No passado, Helena (Lilian Lemmertz) tivera gêmeos. Criou um dos meninos, Quinzinho (Tony Ramos), e deu o outro, João Victor (Tony Ramos), para o pai, Quim (Raul Cortez), rico empresário casado com Marta (Tereza Rachel). Anos depois, esta revela a João Victor que ele é adotado. O rapaz parte em busca de sua verdadeira origem, mas é constantemente enganado pela própria mãe, Helena, que não deseja ver a verdade vir à tona. Com duas pessoas fisicamente idênticas frequentando os mesmos ambientes, as confusões se sucedem e mobilizam Lúcia (Natália do Vale) - namorada de Quinzinho -, Joana (Betty Faria) - apaixonada por João Victor -, e Mira Maia (Lídia Brondi) - jornalista que se envolve com os dois gêmeos.

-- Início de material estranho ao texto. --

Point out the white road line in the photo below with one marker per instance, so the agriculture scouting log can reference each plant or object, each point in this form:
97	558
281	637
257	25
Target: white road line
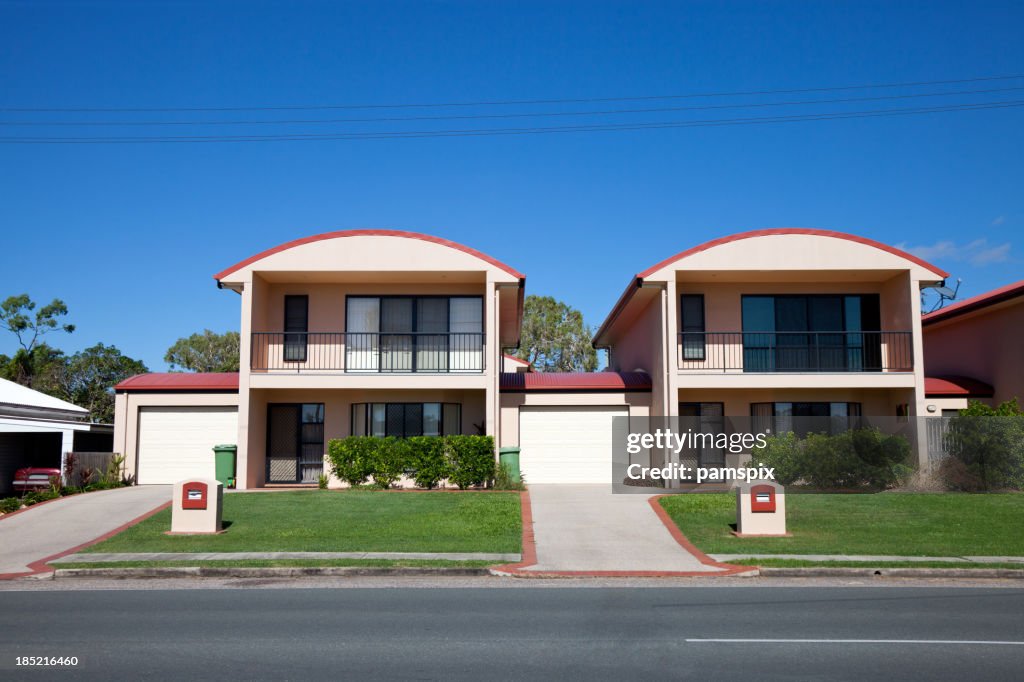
857	641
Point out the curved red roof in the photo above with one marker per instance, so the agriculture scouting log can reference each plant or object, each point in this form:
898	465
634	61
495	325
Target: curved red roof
180	381
574	381
956	387
975	303
793	230
370	232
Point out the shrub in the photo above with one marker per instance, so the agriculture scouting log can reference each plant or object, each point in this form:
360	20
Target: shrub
351	459
988	446
471	460
851	460
390	460
427	460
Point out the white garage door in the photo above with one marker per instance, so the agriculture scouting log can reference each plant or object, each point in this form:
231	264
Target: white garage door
177	442
566	444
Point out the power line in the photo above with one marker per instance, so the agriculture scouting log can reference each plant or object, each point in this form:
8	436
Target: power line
660	110
516	131
498	102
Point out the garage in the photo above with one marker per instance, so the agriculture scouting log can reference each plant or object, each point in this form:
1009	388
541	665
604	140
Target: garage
567	443
177	442
167	423
563	422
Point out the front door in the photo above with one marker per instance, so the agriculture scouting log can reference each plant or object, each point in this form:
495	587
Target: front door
295	442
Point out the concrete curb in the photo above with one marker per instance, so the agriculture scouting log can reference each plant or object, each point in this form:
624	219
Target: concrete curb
867	571
270	571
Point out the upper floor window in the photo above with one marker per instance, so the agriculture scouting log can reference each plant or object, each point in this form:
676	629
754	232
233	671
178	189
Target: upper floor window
806	332
403	420
692	326
414	334
296	328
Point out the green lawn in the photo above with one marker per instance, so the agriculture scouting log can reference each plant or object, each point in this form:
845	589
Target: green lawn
342	521
889	523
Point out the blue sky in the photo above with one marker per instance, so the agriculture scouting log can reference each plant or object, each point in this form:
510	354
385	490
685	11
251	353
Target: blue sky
129	235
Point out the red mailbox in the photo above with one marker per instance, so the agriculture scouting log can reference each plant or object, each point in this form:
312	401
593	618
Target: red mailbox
194	495
762	499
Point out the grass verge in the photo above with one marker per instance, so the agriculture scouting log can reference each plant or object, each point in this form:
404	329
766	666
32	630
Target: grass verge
342	521
893	523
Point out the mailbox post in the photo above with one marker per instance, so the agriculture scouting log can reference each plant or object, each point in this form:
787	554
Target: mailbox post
760	509
196	506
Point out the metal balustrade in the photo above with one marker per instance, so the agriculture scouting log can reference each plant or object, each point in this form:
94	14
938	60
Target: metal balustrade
384	352
796	351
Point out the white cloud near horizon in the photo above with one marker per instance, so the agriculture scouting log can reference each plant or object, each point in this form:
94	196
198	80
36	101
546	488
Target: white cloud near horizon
978	252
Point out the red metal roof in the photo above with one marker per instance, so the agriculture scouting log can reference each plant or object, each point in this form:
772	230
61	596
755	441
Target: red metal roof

Manoel Carlos começava aqui a definir seu estilo, a crônica do cotidiano que fez o sucesso de todas as suas novelas subsequentes; muitas delas, já exibidas no VIVA. A novela é um retrato da classe média do Rio de Janeiro no início dos anos 1980. Bebe na fonte de Água Viva (1980), dos mesmos diretores, com incontáveis cenas externas e figurinos que invadiram as ruas. O trabalho de Tony Ramos como João Victor e Quinzinho conquistou o público! Ainda, as presenças de Lídia Brondi e Lauro Corona, aclamados pelo público do VIVA, e Lilian Lemmertz, a primeira "Helena do Maneco".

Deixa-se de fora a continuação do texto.